|
Post by Jason on Oct 19, 2021 8:17:49 GMT -8
Been messing around with possible optimizations of the Dash app that aren't too invasive. In order to identify bottlenecks, I added some code to measure page loading times. The status page titled SkyWeather Status is the first page loaded in a new browser session and is also one of the slowest pages to load. The average loading time for the page was ~3.5 minutes. My use case is slightly different than most as I have a distributed architecture where various infrastructure components are running on different RPis separate from my SkyWeather2 RPi.
I've got MariaDB running on a RPi 1 on my desk. While not the most powerful board obviously, it is still more than sufficient to run MariaDB and serve data to the Dash app assuming the underlying data model is optimized for serving the data. As pointed out by another board member, and through my own testing, the data model is in need of some optimization.

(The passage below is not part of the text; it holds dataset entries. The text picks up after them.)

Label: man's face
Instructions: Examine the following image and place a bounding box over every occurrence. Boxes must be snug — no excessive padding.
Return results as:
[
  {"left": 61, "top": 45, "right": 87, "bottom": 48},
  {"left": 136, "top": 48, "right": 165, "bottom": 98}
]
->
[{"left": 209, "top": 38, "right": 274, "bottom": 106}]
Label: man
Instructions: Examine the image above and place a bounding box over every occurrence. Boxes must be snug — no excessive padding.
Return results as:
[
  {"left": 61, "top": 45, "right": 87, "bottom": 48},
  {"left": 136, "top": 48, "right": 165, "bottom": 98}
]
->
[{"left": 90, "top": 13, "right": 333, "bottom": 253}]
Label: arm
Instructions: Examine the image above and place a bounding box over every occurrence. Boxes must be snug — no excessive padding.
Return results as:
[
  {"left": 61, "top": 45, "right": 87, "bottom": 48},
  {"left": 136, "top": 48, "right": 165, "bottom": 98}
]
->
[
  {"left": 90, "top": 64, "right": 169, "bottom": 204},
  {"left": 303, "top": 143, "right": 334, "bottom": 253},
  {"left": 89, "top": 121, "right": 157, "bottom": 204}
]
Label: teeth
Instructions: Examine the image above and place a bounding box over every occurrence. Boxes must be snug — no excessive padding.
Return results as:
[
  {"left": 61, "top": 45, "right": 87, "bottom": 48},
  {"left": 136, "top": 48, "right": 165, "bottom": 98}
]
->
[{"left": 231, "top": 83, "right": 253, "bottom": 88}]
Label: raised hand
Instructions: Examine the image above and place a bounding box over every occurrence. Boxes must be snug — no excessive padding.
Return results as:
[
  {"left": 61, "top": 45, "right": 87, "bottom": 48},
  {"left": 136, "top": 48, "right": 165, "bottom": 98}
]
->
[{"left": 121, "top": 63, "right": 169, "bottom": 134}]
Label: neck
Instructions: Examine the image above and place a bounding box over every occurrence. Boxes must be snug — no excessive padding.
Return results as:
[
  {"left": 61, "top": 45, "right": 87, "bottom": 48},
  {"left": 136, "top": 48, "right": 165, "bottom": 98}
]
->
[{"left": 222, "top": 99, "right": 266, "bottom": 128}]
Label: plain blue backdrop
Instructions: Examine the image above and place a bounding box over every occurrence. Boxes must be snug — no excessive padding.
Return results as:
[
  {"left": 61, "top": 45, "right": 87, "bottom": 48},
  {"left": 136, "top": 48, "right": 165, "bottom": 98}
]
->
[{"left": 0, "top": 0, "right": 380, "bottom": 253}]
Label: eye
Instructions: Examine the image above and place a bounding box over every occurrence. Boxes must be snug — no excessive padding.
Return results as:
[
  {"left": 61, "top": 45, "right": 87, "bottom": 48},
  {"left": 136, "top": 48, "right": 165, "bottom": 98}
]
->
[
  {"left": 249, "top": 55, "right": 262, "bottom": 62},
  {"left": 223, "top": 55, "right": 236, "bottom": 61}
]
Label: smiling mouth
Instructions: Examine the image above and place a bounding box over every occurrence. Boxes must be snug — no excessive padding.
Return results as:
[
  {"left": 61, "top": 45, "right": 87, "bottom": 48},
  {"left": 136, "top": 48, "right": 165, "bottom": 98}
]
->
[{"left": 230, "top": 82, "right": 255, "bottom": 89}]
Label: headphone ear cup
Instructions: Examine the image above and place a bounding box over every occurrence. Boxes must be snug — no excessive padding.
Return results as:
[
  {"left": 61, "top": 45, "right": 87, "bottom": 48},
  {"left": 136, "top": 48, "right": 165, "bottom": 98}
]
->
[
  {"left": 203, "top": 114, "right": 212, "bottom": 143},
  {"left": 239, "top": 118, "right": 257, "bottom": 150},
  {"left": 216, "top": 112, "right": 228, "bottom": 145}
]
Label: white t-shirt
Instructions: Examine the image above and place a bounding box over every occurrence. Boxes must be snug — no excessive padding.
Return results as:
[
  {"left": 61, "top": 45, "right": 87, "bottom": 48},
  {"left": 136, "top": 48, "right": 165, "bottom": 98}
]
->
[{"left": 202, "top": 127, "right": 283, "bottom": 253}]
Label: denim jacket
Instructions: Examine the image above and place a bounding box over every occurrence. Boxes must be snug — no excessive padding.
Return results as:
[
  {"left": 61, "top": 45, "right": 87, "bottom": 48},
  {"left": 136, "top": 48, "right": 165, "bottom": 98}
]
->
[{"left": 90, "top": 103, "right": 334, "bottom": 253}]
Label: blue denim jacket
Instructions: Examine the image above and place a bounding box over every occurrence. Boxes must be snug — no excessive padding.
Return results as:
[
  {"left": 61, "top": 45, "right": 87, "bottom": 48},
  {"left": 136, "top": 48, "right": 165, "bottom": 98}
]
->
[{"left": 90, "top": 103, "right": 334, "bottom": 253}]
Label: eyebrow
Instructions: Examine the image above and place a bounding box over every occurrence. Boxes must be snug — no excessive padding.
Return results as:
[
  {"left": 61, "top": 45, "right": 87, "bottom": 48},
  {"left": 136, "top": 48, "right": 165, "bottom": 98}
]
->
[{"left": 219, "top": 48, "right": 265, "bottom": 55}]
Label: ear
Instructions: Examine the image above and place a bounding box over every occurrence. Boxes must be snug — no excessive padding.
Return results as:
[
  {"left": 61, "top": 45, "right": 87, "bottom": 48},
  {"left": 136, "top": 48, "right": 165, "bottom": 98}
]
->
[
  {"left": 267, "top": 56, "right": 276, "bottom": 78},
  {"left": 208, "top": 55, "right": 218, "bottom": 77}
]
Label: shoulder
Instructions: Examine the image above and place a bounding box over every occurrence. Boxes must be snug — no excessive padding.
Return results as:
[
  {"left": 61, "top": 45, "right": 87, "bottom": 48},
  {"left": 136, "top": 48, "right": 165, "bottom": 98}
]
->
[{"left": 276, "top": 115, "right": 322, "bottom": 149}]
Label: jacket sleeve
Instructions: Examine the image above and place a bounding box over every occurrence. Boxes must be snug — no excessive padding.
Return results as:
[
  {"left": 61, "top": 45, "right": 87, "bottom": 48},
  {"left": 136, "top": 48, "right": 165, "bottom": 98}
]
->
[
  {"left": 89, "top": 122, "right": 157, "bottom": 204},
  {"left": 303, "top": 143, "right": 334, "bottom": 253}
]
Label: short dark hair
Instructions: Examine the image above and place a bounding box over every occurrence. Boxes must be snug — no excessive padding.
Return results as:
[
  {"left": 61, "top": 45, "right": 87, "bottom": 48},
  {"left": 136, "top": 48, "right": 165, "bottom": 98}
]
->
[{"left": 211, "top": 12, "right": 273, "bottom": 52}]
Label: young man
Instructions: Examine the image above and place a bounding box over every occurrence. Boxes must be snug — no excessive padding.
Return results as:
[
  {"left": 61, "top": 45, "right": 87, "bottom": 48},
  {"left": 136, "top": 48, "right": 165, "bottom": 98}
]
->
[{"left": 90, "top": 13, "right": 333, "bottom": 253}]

The following database indexes were added to my database:
CREATE OR REPLACE INDEX idx_wr2_ts ON SkyWeather2.WeatherData (TimeStamp); CREATE OR REPLACE INDEX idx_wsaqi_ts ON WeatherSenseWireless.AQI433MHZ (TimeStamp); CREATE OR REPLACE INDEX idx_wstb_ts ON WeatherSenseWireless.TB433MHZ (TimeStamp); CREATE OR REPLACE INDEX idx_wsaf_ts ON WeatherSenseWireless.AS433MHZ (TimeStamp); CREATE OR REPLACE INDEX idx_sm_ts ON WeatherSenseWireless.SolarMax433MHZ (TimeStamp); CREATE OR REPLACE INDEX idx_iths_ts ON SkyWeather2.IndoorTHSensors (TimeStamp);
As mentioned previously, it was taking ~3.5 minutes to load the status page prior to adding the indexes. After adding the indexes, the page loads in ~1s. Admittedly, some of the time savings is likely due to MariaDB caching the SQL and avoiding additional parsing of SQL it has already seen and successfully parsed. However, savings from the parsing are likely measure in milliseconds and not minutes. I'm going to continue testing and will add to this thread if additional indexes are needed.
Thanks,
Jason
|
|
|
Post by SDL on Oct 20, 2021 14:12:15 GMT -8
Jason,
Make perfect sense. The timestamp was not indexed. I will add this to our databases. GREAT FIND! I had just never taken the time to look at optimizations.
BP
|
|
|
Post by Jason on Oct 21, 2021 2:08:14 GMT -8
Yeah my mind immediately filled with overly complicated architectures I’ve used in the past such as caching with Redis, etc. Fortunately, I realized anything too invasive was work I just didn’t feel like doing lol (sometimes laziness is a gift 😉) and instead focused on query optimization. I’m still a bit puzzled by the number of times some queries execute, but, for now, they execute pretty quickly.
Jason
|
|
|
Post by Jason on Oct 21, 2021 4:57:40 GMT -8
Looked at the rest of the objects in the two schemas and here is a more complete list of indexes based on timestamps.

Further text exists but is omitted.